Problem: MySQL's uuid() default collation does not compare to configured connnection collation.
I have a database + tables + fields created with charset: utf-8 and collation utf8_polish_ci.
The my.cnf is as follows:
init_connect='SET NAMES utf8 COLLATE utf8_polish_ci'
character-set-server=utf8
collation-server=utf8_polish_ci
character sets:
mysql> show variables like "char%";
+--------------------------+----------------------------+
| Variable_name | Value |
+--------------------------+----------------------------+
| character_set_client | utf8 |
| character_set_connection | utf8 |
| character_set_database | utf8 |
| character_set_filesystem | binary |
| character_set_results | utf8 |
| character_set_server | utf8 |
| character_set_system | utf8 |
| character_sets_dir | /usr/share/mysql/charsets/ |
+--------------------------+----------------------------+
collations:
mysql> SHOW VARIABLES LIKE 'collation%';
+----------------------+----------------+
| Variable_name | Value |
+----------------------+----------------+
| collation_connection | utf8_polish_ci |
| collation_database | utf8_polish_ci |
| collation_server | utf8_polish_ci |
+----------------------+----------------+
Now, when using the uuid() function, following error is returned:
mysql> select replace(uuid(),'-','');
ERROR 1270 (HY000): Illegal mix of collations (utf8_general_ci,COERCIBLE), (utf8_polish_ci,COERCIBLE), (utf8_polish_ci,COERCIBLE) for operation 'replace'
This happens, due to uuid()'s default collation seems to be utf8_general_ci.

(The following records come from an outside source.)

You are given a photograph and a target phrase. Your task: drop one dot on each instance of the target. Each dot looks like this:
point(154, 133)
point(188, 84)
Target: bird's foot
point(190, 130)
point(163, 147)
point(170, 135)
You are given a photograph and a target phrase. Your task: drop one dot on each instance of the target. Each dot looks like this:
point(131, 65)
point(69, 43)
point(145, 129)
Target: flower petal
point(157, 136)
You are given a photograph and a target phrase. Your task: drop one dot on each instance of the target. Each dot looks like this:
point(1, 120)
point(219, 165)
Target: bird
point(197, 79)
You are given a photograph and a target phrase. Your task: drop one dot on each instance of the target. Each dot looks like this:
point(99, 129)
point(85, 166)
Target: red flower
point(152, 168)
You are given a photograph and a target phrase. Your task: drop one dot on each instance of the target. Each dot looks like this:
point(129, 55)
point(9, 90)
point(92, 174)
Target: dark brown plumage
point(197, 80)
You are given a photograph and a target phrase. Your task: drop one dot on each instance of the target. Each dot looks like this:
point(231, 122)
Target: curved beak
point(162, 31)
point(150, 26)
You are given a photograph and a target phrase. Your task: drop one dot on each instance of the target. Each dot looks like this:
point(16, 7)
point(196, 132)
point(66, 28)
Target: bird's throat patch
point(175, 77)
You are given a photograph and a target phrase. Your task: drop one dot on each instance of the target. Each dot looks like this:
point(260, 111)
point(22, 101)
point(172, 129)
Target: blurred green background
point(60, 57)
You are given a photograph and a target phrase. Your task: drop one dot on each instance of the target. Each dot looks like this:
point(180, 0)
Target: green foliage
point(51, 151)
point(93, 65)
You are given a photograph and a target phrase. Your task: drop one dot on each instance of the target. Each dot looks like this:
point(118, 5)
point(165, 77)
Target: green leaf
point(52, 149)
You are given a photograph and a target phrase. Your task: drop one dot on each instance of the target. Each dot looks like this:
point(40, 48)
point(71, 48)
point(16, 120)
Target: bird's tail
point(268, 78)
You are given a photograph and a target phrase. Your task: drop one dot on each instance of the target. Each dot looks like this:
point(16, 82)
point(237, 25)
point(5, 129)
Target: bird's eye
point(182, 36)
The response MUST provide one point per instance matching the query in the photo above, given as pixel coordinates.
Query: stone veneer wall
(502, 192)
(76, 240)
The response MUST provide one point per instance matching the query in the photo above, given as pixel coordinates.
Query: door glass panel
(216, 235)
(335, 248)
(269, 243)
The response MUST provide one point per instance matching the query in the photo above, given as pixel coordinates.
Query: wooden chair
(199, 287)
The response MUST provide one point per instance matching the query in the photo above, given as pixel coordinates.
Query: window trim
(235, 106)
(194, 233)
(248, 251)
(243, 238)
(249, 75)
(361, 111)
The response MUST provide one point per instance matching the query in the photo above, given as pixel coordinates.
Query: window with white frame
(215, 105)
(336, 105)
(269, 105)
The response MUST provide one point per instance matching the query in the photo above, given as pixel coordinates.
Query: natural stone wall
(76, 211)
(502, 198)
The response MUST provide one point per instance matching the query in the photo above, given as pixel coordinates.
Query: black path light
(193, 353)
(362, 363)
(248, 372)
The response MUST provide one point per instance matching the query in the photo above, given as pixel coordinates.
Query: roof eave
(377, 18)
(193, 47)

mysql> select charset(uuid()), collation(uuid());
+-----------------+-------------------+
| charset(uuid()) | collation(uuid()) |
+-----------------+-------------------+
| utf8 | utf8_general_ci |
+-----------------+-------------------+
Is there a way, to change the default collation used by uuid() so that it matches the collation_connection?
In our environment we write SQL updates that are executed on different MySQL databases with different collations. Therefore, to force a collation by specifying it is not an option.

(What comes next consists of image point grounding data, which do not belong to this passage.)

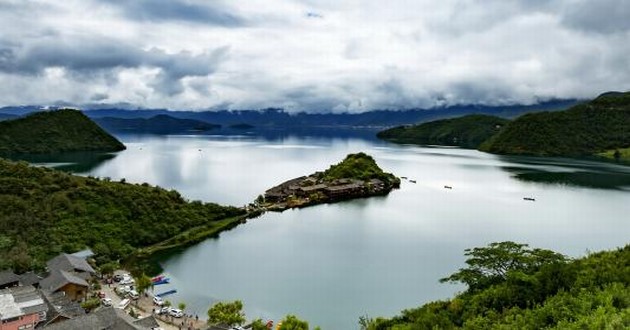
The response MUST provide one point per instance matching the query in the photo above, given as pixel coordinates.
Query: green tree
(227, 313)
(291, 322)
(492, 264)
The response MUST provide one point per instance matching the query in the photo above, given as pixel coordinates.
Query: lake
(331, 264)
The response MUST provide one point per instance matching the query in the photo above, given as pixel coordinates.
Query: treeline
(467, 131)
(511, 286)
(586, 129)
(44, 212)
(54, 132)
(359, 166)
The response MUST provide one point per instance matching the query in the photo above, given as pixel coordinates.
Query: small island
(357, 176)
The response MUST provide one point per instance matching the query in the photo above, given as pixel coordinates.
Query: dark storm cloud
(87, 57)
(603, 16)
(211, 13)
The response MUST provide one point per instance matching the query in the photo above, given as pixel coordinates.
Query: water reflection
(569, 172)
(75, 162)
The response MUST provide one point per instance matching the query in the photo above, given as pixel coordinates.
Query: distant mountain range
(160, 124)
(280, 118)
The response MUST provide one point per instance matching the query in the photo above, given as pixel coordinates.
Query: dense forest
(53, 132)
(586, 129)
(359, 166)
(44, 212)
(512, 286)
(467, 131)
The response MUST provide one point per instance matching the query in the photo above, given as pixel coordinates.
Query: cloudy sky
(311, 55)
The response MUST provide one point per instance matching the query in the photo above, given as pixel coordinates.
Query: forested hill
(586, 129)
(54, 131)
(467, 131)
(512, 286)
(44, 212)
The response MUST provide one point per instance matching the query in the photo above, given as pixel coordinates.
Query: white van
(124, 303)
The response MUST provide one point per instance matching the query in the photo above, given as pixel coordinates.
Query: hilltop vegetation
(467, 131)
(511, 286)
(54, 132)
(44, 212)
(586, 129)
(359, 166)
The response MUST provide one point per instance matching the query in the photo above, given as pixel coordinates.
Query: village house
(74, 287)
(8, 279)
(72, 264)
(21, 308)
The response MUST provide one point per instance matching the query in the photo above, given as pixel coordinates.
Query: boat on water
(165, 280)
(166, 293)
(157, 278)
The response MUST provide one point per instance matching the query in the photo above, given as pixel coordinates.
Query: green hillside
(512, 286)
(359, 166)
(586, 129)
(44, 212)
(54, 132)
(467, 131)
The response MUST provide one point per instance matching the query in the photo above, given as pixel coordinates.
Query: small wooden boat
(166, 293)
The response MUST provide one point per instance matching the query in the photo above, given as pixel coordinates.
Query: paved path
(144, 307)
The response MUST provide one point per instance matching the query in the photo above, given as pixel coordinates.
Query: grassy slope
(53, 132)
(586, 129)
(589, 293)
(467, 131)
(45, 211)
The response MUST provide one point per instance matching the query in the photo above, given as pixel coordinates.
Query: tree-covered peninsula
(356, 176)
(54, 132)
(44, 212)
(512, 286)
(467, 131)
(601, 126)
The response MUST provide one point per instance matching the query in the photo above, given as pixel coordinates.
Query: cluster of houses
(52, 302)
(309, 187)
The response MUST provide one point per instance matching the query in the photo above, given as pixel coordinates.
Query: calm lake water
(330, 264)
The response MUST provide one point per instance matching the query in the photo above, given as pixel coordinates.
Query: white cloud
(311, 55)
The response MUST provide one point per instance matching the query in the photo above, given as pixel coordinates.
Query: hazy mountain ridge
(279, 117)
(467, 131)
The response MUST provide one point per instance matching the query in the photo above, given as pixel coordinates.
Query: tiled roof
(69, 263)
(58, 278)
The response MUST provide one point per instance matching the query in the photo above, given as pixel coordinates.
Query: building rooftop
(58, 278)
(7, 277)
(18, 301)
(69, 263)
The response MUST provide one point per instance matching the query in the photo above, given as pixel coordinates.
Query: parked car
(124, 303)
(127, 280)
(106, 302)
(158, 301)
(123, 289)
(133, 294)
(175, 312)
(162, 311)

(This is not really an answer, but an attempt at isolating what causes the problem and what might fix it.)
Get in a DATABASE with a totally irrelevant CHARACTER SET and COLLATION.
mysql> CREATE DATABASE `so40064402` /*!40100 DEFAULT CHARACTER SET ucs2 COLLATE ucs2_bin */
mysql> USE so40064402;
Database changed
Establish utf8_polish for the client:
mysql> SET NAMES utf8 COLLATE utf8_polish_ci;
Query OK, 0 rows affected (0.00 sec)
mysql> SHOW VARIABLES LIKE 'c%a%t%';
+--------------------------+----------------------------+
| Variable_name | Value |
+--------------------------+----------------------------+
| character_set_client | utf8 | -- from SET NAMES
| character_set_connection | utf8 | -- from SET NAMES
| character_set_database | ucs2 | -- from DATABASE
| character_set_filesystem | binary | -- (constant)
| character_set_results | utf8 | -- from SET NAMES
| character_set_server | utf8mb4 |
| character_set_system | utf8 | -- (constant)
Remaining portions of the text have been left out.